As I mentioned before, "with some caveats to safety and capacity." I believe that your shop should do what it does best to add value. If working on the electrical components is not within your capacity to add value or poses safety risks (like a moped), don't do it. However, almost everything else on the ebike is common and complies to bicycle industry standards (unlike a moped). So go ahead and replace brake pads tires, grips; get them a comfortable saddle and a good kickstand; whatever.

Maybe your shop operates a little different than most community shops that I am familiar with. The ones I know, for the most part, do not fix bikes. They help people fix their own bikes. Our community shop recently held a frame building class, because it was in our capacity. Stay within your capacity. Most of the negative response to ebikes seems to come from folks who feel it is outside of their capacity/feel like they are responsible for everything coming through the door. Your problems are not their problems, they are your opportunities, which you can choose to take, or not. "That cracked carbon frame, well, I suppose you could fix it, just not here. Call Craig Calfee"

The market will shake out with ebike components, but it will take a few years. If you decide to work on the e-components, you will need a multimeter.

In the meantime, get know those ebike folks you may be one of them one day.
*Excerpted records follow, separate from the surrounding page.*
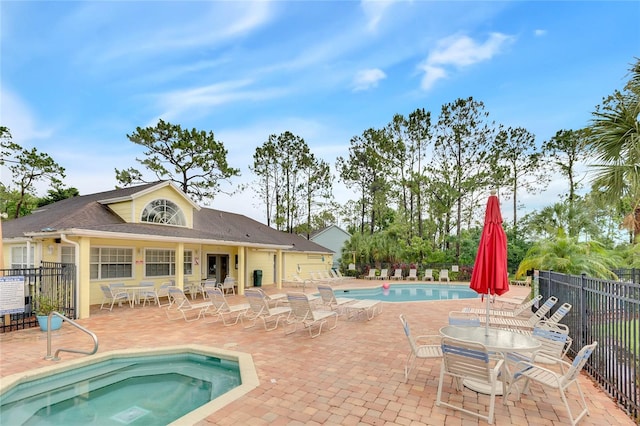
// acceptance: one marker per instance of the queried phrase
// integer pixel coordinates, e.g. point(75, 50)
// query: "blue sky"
point(77, 77)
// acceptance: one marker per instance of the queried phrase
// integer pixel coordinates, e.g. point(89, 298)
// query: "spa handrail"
point(75, 324)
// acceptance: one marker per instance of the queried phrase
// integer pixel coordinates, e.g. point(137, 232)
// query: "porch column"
point(241, 270)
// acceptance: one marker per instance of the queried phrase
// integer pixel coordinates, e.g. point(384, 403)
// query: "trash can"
point(257, 278)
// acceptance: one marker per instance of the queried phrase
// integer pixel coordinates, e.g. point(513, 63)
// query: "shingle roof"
point(88, 214)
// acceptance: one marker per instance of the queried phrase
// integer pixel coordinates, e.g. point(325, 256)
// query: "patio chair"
point(303, 314)
point(181, 305)
point(112, 295)
point(221, 308)
point(464, 360)
point(229, 283)
point(413, 274)
point(259, 309)
point(520, 323)
point(517, 311)
point(330, 300)
point(464, 319)
point(148, 295)
point(422, 347)
point(372, 274)
point(163, 292)
point(560, 381)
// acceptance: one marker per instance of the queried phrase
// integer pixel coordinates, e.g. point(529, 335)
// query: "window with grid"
point(109, 262)
point(161, 263)
point(163, 211)
point(19, 258)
Thanks for the thoughts.

The Bicycle Collective
Salt Lake City, UT
On Sat, Jan 5, 2013 at 8:09 AM, Wendy Monroe <> wrote:
Hello Think Tankers.. 

I got so caught thinking about the 'bike is infected forever…' meme that I forgot to mention :  E-bikes are problematic to work on.

Every off-the-shelf complete E-bike that I have seen so far ( in Amsterdam) , has a proprietary electrical system that only the authorized dealer can get parts for.  
The Dutch brands Sparta and Batavus require a confidential computer code to be entered into the bike's charge controller by an authorized retailer, to even replace a battery.

 (Customers are typically not informed of this at point of purchase.. they find out a couple of years later that a battery replacement will cost them €500 )

It gets worse with conversion kits.  Each kit  has a proprietary motor controller, battery and charge control circuit, and each of these components are incompatible with those of other manufacturers.  I have seen a few quality control problems on cheaper kits, that 
( I've read that the Stoke Monkey kit has parts that can be bought off the shelf at an electrical supplier, but I have not seen one in person )

My partner is an electrical engineer who has built up ( and attempted to repair ) hub motors and several electrification kits on his own bikes, 
It appears that mixing and matching a working system from parts of E-bike kits, from different manufacturers, simply can't be done, at least in our experience.

I agree that E-bike riders are cyclists too … but procuring parts for an e-bike is a very different experience than with a mechanical bike, and if you don't have parts from the original manufacturer, you might be avoiding some grief to have a policy against working on them in your shop.

Does anyone out there have any experience with working on E-bikes they would like to share?